6 novembre 1997

New York, New York

Le 9 novembre, au Palais Montcalm, l'Ensemble vents et percussion de Québec donne sa pleine mesure avec la symphonie The Big Apple de Johan De Meij.

Si la seule évocation des mots "vents et percussion" déclenche immanquablement dans votre tête des images de fanfare jouant d'une musique où abondent les fausses notes et où la seule finalité des musiciens consiste justement à "achever" un morceau avant d'entamer le suivant, sachez que l'Ensemble de vents et percussion de Québec (EPVQ) a toutes les prétentions, sauf de casser les oreilles de son public.
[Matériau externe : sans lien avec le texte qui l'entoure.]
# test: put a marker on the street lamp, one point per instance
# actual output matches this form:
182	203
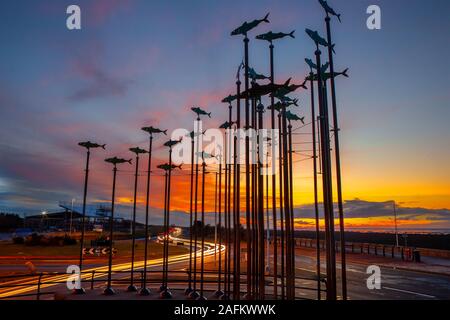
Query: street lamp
151	131
114	161
137	151
88	145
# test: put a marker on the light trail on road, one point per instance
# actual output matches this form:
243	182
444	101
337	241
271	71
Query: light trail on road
209	250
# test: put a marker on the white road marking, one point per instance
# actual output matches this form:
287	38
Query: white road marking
410	292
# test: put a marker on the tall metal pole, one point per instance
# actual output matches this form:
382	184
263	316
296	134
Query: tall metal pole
282	225
202	272
83	222
132	287
219	291
395	222
189	288
274	182
144	290
109	290
194	294
229	208
338	164
247	171
225	296
165	293
327	186
316	199
291	199
260	176
215	216
289	270
237	279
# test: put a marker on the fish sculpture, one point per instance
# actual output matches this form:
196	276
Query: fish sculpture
312	65
314	35
167	167
327	75
226	125
247	26
270	36
293	117
256	76
116	161
329	10
283	91
261	90
172	143
153	130
229	99
138	150
92	145
200	112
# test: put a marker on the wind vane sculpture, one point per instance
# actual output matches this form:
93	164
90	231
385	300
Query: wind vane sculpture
151	132
330	11
114	161
88	146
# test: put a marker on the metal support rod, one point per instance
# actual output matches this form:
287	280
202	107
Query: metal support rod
202	272
260	176
219	291
291	200
83	222
144	289
274	182
237	280
316	201
132	288
194	294
282	226
247	171
327	186
108	289
338	164
289	271
189	288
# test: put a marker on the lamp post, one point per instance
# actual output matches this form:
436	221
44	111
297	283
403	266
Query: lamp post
197	132
114	161
329	11
243	30
164	289
316	200
71	216
137	151
151	131
88	145
189	288
326	174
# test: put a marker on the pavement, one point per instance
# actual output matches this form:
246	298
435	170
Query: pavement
400	280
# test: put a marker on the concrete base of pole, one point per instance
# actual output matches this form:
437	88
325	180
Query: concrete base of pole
219	293
166	294
201	298
109	292
145	292
194	295
132	288
79	291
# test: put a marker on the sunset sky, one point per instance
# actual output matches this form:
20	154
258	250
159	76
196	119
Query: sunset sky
137	63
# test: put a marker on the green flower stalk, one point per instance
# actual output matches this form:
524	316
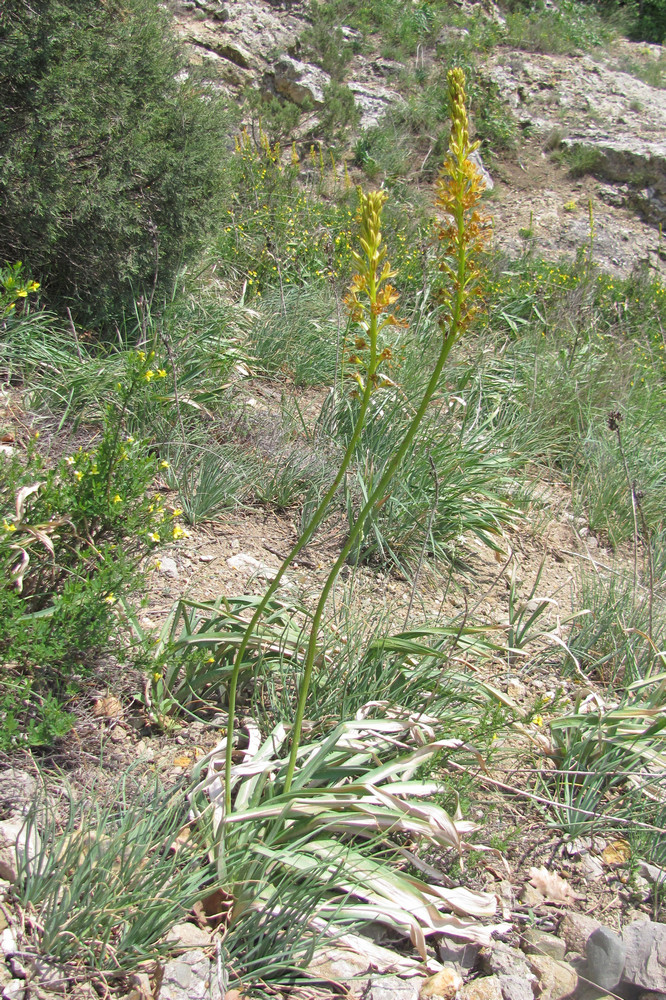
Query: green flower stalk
463	235
369	300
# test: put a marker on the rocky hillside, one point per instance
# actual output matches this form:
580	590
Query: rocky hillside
590	130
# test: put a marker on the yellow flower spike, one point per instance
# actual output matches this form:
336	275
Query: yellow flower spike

Que ce soit par le professionnalisme de ses musiciens ou la qualité de son répertoire, l'EPVQ - qui possède le statut d'ensemble en résidence de la Faculté de musique de l'Université Laval - se situe en fait à des années-lumière de "l'harmonie municipale", selon son directeur artistique et musical, René Joly, chargé de cours à la Faculté de musique.

"L'esprit de fanfare qui a longtemps régné au Québec a fait en sorte que les musiciens professionnels intéressés à jouer de leur instrument - en l'occurrence les vents et percussion - n'ont eu d'autre choix que de se tourner vers des grands ensembles comme, par exemple, l'Orchestre symphonique, explique René Joly. Comme il existe très peu d'orchestres d'harmonie de niveau avancé au Québec, on peut dire que la création de l'EPVQ correspondait véritablement à un besoin." Composé en majorité de professeurs de musique du secondaire, du collégial et du Conservatoire de musique, l'ensemble compte également dans ses rangs une vingtaine d'étudiantes et d'étudiants de la Faculté de musique de l'Université Laval et du Conservatoire de musique de Québec.

Ode à la Grosse Pomme
Le "gros morceau" de ce concert donné le 9 novembre est la célèbre Symphonie no2 The Big Apple de Johan De Meij. En fait, cette oeuvre aurait aussi bien pu s'intituler "Un Hollandais à New-York", Johan De Meij ayant écrit cette symphonie à la suite d'un voyage dans cette ville. De son oeuvre, le compositeur disait d'ailleurs que "la symétrie du plan des rues de New-York aussi bien que l'architecture massive des gratte-ciels avaient servi de modèle pour le matériau thématique. La langue musicale y est robuste, anguleuse et linéaire, sans être gênée par quelque profondeur philosophique". "Cette symphonie constitue une parfaite traduction musicale de l'esprit et de l'ambiance régnant à Manhattan, renchérit René Joly. L'écriture est moderne, saccadée et symétrique. L'auditeur se trouve littéralement plongé dans l'atmosphère stressante de la ville."

Les autres oeuvres inscrites au programme sont Slavia de Jan Van der Roost; The Enchanted Island d'Alfred Reed; Short Ride in a Fast Machine de John Adams (transcription de Lawrence T. Odon); Passacaille et fugue en do mineur de Jean-Sébastien Bach (transcription de Donald Hunsberger) et Symphonic Songs for Band de Robert Russel Bennett.

Rappelons que lors de son concert inaugural offert à la salle Henri-Gagnon, en avril 1996, l'Ensemble Vents et percussion avait remporté un véritable succès populaire auprès du public, en plus de recueillir des critiques élogieuses de la part de la critique. Au printemps dernier, l'Ensemble lançait son premier disque, dont la pièce de résistance est La Symphonie no 1 Le Seigneur des anneaux de Johan De Meij.